The policy direction was announced during the Presidential Dialogue with the Private Sector, on Monday, February 23, 2026, at the Jubilee House, with a parallel high-level engagement also taking place at the Kempinski Hotel Gold Coast City Accra.

The meetings brought together business leaders, investors, policymakers and government officials to assess Ghana’s economic recovery and chart a new development path.

While acknowledging recent signs of macroeconomic stabilisation, President Mahama warned that fiscal calm and currency stability should not be mistaken for genuine economic transformation.

According to him, the current indicators—improved investor confidence, renewed private capital inflows, strengthened business sentiment, and relative currency stability—represent recovery, not restructuring.
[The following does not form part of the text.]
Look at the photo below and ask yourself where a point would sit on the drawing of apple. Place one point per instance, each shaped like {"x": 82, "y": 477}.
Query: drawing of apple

He attributed the recent improvements to policy actions such as fiscal consolidation, VAT rationalisation, and the removal of distortionary levies that had weakened confidence in the economy.

However, he stressed that these measures, though necessary, are insufficient to deliver sustainable growth without deep structural reforms.
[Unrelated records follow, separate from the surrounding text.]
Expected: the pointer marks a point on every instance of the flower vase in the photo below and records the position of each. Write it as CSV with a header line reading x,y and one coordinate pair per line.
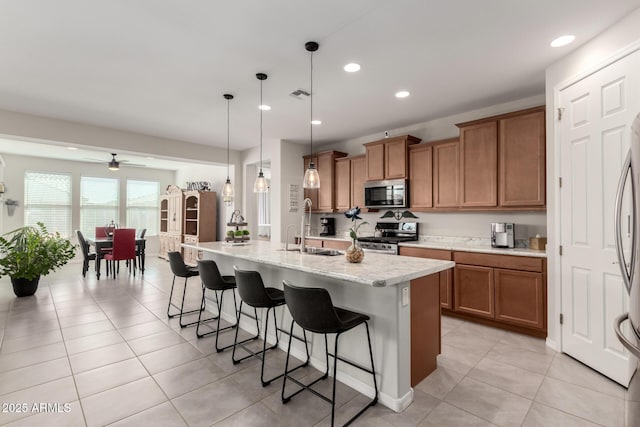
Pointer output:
x,y
354,253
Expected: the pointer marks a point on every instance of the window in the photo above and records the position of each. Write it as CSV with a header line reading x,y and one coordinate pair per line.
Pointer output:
x,y
142,205
98,203
48,200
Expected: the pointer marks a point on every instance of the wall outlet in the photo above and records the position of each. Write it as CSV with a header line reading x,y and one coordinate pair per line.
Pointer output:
x,y
405,296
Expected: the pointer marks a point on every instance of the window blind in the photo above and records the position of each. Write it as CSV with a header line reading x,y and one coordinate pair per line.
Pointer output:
x,y
48,200
142,205
99,201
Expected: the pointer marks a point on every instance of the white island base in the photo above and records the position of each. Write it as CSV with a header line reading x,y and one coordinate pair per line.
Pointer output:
x,y
400,295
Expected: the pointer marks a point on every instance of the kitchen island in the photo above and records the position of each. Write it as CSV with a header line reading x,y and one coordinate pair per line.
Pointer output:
x,y
400,294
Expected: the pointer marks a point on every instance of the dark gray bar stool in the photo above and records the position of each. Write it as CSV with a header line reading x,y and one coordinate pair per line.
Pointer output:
x,y
253,293
312,310
213,280
180,269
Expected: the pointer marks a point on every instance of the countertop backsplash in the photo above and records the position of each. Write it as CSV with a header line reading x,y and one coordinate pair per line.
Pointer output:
x,y
468,228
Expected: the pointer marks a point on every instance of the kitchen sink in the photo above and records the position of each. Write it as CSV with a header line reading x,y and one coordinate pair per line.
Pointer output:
x,y
322,251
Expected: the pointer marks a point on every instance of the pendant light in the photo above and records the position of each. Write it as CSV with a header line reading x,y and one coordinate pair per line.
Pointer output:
x,y
311,177
227,189
261,185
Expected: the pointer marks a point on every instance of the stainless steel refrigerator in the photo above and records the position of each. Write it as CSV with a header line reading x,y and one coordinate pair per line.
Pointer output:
x,y
629,262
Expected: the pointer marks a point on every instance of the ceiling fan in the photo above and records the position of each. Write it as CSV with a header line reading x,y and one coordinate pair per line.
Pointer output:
x,y
114,164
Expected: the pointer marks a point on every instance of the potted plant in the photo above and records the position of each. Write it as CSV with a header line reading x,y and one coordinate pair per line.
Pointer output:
x,y
29,252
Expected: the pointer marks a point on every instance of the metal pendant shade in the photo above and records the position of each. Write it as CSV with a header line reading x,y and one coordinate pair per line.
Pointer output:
x,y
227,188
261,185
311,177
“For more than five decades, Ghana’s manufacturing sector has remained around 10 percent of GDP,” the President noted, describing the figure as too weak to drive industrialisation, mass employment, or export competitiveness.

He contrasted the performance with emerging Asian economies that started from similar economic conditions but achieved manufacturing contributions of between 20 and 30 percent of GDP through deliberate industrial policy and export-oriented growth strategies.

Against this background, President Mahama announced a new national benchmark: manufacturing must contribute at least 15 percent of GDP by 2030, supported by the creation of 500,000 quality industrial jobs.

He emphasised that achieving this goal will require “structural reform, not incremental adjustments,” signalling a shift away from short-term economic fixes toward long-term industrial planning.

The industrial target forms part of a broader government strategy focused on value addition, industrial expansion, export competitiveness and sustainable job creation. Central to this vision is a stronger partnership between government and the private sector, which the President described as the true engine of growth, innovation and employment.

“No government can succeed without a strong private sector,” Mahama stated, adding that economic transformation can only happen through collaboration, trust and policy consistency.

He said the dialogue platform will be institutionalised as an annual engagement mechanism to allow continuous consultation between the state and industry on constraints to business growth and industrial development.

Historically, the economy has remained heavily dependent on raw commodity exports such as gold, cocoa and oil, with limited value addition and weak industrial processing capacity.

Previous industrialisation efforts have struggled due to policy inconsistency, infrastructure deficits, energy challenges and limited access to long-term financing for local manufacturers.